Canada's shorter elections are proof of a democracy DEFICIT

One of the whines going around this year by idiots in Canada and along the Acela, is that American elections take so much longer than Canadian elections.

It’s true, but that says so many good things about America, and so few good things about the Great White North.


Justin Trudeau and Barack Obama

American federal elections do last much longer than Canadian federal elections, it’s true. Ted Cruz announced on March 23, 2015, the first candidate to do so. The election is on November 8, giving us 19 and a half months of formal campaigning from start to finish.

The writs of election were issued in Canada on August 4, 2015, opening the formal campaigns. The election was on October 19, meaning the Canadian election lasted about 17 months less than ours.

That’s a huge gap, but keep in mind the difference isn’t just one of preferences or tradition. Our elections take longer because our elections give the people more options. That is, the difference in the election lengths highlights the democracy deficit present in Canada.

In Canada, the people actually have very little say. Party leaders are chosen by closed, opaque processes with no public input. Candidates are chosen in back room deals by those party bosses. Then, after the election, the hand-picked candidates install the party leader as Prime Minister, with the threat of deselection (being left off the ballot next time) if they dissent.

Imagine if John Boehner could tell Republicans “Vote for me for Speaker or you will be forced out of your seat, no matter what the voters say.” That’s how it works in Canada.

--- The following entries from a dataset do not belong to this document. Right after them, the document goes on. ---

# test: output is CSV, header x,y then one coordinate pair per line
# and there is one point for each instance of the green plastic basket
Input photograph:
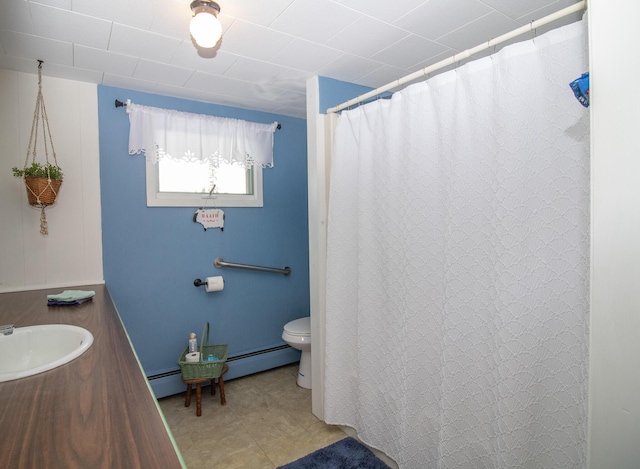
x,y
204,369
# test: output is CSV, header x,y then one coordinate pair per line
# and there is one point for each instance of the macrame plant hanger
x,y
41,191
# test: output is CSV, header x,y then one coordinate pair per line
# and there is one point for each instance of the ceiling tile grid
x,y
268,51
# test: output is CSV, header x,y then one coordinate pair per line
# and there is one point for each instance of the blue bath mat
x,y
345,454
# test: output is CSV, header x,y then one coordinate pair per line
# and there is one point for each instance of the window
x,y
172,183
194,160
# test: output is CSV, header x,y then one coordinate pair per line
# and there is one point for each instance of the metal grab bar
x,y
219,263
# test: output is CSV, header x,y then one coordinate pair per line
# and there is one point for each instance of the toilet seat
x,y
299,327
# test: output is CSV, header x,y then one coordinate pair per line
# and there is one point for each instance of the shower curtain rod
x,y
461,56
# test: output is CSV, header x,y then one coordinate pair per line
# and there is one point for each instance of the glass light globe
x,y
205,29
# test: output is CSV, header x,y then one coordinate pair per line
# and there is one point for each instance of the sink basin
x,y
31,350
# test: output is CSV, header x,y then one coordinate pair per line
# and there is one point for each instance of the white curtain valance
x,y
164,133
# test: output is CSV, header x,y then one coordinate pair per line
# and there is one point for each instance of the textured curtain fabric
x,y
164,133
457,265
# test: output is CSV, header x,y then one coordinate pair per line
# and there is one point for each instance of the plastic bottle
x,y
193,343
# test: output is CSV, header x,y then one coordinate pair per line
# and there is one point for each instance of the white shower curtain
x,y
457,265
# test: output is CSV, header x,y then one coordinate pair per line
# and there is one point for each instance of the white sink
x,y
31,350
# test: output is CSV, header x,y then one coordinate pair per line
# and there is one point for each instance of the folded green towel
x,y
72,295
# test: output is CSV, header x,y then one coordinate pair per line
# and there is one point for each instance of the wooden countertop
x,y
96,411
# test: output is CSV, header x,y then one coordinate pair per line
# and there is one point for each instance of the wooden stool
x,y
198,382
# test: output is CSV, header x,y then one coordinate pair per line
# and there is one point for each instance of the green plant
x,y
39,170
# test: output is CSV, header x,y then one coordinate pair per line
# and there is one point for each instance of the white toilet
x,y
297,334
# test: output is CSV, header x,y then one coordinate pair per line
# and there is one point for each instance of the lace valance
x,y
164,133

Further, Canadian political processes have no clear mechanisms for ensuring the parties are influenced by all regions of Canada. Party elites decide everything. If they have a Calgary mindset, or Toronto, or Montreal, then that’s who the party will govern for. In modern times, Quebec has given the country most of its prime ministers, with diversity coming in the form of the right-wing parties bringing in leaders from the west. Canada hasn’t had a prime minister from a province east of Quebec since Robert Borden represented Nova Scotia in 1920.

Contrast with America. Here, to be a party’s Presidential nominee, you have to go to the voters themselves, directly. And you don’t just have to speak to them one time, in one place, either. You have to go to each state, listen to them, and they get to decide whether to support you or not. That’s important. We may moan about the role of ethanol in national politics, but that sure beats having the entire process run by New York, Texas, and California. That’s what it’s like in Canada.

Candidate selection, or the primary process here in America, took over a year of that 19 and a half month process we endure. So sure, Canadians think their process is better because it’s shorter, but it’s only in America that a guy like Barack Obama could be nominated: a guy out of Hawaii with no name recognition, no family ties to power, and no personal fortune to tap.

Only in America can bottom-up processes spring up that overthrow established leaders, forcing change on the government. Our system truly is of the people, by the people, and for the people, in a way that top-down Parliamentary systems cannot be.

It takes us a while to elect a President, and that’s the way it ought to be.